Conference 2021: Women’s sport – the statistics supporting success

This conference session, organised by Bev Hale for the Statistics in Sport section, was led by three knowledgeable and entertaining speakers who drew on their experiences to provide very different perspectives on how statistics support women athletes to success.

Dr Naomi Datson, a reader in the Institute of Sport and Dr Sarah Needham-Beck, a research fellow in exercise physiology, both from the University of Chichester, provided insight into the use of statistics in women’s football and in dance, and Lucy Onyeforo, legal associate at Dorsey & Whitney LLP in New York and formerly part of the GB women’s bobsleigh team, provided an athlete’s perspective on how statistics influenced her transition from track athlete to women’s bobsleigh.

Sarah provided an informative and enlightening insight into the demands of the professional dancer in terms of the hours spent training, learning roles and performing on tour. She presented graphs and data illustrating how some dance companies produce a composite score to represent the demand placed on each dancer. These scores can be used to regulate lighter and heavier performance demands while on tour with the aim of reducing the risk of injury. Sarah explained that research in professional dance is in its infancy and that there are more questions than answers, not least around the kinds of data to collect and how best to analyse them to benefit the dancers. She provided a tantalising glimpse of current developments and we hope to follow this with another dance related session at next year’s conference.

Lucy joined us by video link from USA and gave a personal account of how statistical data influences the selection of potential bobsleigh athletes. Lucy did not begin to concentrate on high level athletics until she went to university to study law. She told how she soon became part of the national athletics squad with a particular skill in sprint events. Lucy explained that her physique made her capable of an explosive start and acceleration and that her performance data brought her to the attention of those responsible for the women’s bobsleigh team. Her explosive power, strength and speed were deemed very suitable for a ‘brakewoman’ - the person who pushes the sleigh at the start of a run. Lucy outlined the selection tests and how data were used to build a profile of a promising brakewoman athlete – but pointed out that none of that mattered unless you can jump into the moving sleigh accurately!

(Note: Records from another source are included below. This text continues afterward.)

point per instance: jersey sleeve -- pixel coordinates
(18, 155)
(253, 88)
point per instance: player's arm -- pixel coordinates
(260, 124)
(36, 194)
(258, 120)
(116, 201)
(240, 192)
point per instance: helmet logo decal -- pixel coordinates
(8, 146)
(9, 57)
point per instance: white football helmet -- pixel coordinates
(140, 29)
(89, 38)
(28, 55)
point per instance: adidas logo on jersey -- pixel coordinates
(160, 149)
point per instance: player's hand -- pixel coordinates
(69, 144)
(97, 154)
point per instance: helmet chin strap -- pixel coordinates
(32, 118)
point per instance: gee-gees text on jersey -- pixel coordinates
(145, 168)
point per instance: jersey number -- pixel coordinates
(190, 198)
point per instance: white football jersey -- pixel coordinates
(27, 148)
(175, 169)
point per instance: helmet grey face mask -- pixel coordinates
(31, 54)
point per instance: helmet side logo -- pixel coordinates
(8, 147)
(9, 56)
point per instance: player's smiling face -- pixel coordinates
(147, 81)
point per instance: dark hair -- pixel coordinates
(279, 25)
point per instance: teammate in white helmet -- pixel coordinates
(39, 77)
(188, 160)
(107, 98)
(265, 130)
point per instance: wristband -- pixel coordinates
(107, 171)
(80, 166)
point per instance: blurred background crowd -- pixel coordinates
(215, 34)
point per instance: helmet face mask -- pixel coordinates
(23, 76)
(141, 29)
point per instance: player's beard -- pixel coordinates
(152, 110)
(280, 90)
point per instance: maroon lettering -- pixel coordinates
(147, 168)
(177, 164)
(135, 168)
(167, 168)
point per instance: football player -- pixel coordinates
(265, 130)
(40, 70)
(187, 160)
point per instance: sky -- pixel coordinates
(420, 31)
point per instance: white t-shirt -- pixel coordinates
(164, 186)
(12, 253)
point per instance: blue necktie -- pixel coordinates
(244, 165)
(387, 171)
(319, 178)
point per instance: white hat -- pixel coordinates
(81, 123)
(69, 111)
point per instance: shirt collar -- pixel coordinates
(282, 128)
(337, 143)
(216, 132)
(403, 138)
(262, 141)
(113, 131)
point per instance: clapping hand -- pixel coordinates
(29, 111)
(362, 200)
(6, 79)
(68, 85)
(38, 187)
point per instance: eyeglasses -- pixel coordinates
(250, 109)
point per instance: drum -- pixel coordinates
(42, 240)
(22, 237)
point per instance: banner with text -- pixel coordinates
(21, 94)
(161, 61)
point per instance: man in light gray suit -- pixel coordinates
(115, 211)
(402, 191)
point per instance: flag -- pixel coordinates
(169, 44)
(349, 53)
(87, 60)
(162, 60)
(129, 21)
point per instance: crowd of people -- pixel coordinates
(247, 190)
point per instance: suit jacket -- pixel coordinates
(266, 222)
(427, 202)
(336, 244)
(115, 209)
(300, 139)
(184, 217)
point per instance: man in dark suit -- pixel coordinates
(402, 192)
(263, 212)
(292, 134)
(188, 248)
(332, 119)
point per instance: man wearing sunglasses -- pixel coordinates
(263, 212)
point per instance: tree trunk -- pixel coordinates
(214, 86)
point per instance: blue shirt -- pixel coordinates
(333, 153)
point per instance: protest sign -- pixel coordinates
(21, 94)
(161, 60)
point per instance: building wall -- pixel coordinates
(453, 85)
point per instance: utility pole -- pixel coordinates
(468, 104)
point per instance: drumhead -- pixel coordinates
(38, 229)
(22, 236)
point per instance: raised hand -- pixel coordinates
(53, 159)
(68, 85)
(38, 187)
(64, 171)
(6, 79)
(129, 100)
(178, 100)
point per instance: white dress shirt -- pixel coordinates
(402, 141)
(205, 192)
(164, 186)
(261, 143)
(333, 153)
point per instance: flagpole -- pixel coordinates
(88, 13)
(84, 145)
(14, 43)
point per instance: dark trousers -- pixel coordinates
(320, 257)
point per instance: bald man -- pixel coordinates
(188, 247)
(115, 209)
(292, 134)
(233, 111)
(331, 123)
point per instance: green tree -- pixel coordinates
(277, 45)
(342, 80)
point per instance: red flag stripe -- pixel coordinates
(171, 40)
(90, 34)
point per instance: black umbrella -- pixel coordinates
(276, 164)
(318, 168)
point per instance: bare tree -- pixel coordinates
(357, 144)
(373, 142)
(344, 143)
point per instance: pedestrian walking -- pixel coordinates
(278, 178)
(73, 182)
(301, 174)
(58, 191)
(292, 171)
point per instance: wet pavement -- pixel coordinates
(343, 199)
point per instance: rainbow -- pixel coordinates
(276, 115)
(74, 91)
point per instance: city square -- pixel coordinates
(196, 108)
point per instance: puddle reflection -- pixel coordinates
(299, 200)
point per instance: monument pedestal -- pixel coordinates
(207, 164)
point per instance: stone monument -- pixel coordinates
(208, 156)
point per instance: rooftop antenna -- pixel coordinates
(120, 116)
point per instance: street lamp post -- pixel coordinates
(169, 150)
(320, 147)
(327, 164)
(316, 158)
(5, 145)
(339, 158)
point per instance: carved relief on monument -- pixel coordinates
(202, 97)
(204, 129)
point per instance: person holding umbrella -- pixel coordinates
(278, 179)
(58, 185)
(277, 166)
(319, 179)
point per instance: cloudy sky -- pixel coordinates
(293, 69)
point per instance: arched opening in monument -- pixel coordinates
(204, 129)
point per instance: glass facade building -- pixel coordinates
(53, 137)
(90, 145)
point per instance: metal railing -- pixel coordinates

The session contributions were concluded by Naomi who gave an overview of how statistics are used in women’s soccer. Naomi showed how statistics inform four key areas; physical, social technical/tactical and psychological (the four corner model). During her presentation she focussed on the physical and technical/tactical corners of the model, showing the range of physical measures that have been researched and providing specific examples from her own research to show how the variables translate into selection. Naomi included some examples of how technical and tactical data have been used through data driven approaches, using many variables, rational approaches, using data seen as relevant to coaches, and research literature driven approaches to seek determinants of successful play. Naomi’s presentation showed the extent to which data modelling influences selection, coaching and success in women’s soccer and suggested some interesting proposed future developments.

Bev Hale is chair of the Statistics in Sport section and professor at the University of Chichester where she teaches research design and statistics in the Institute of Sport, Nursing and Allied Health.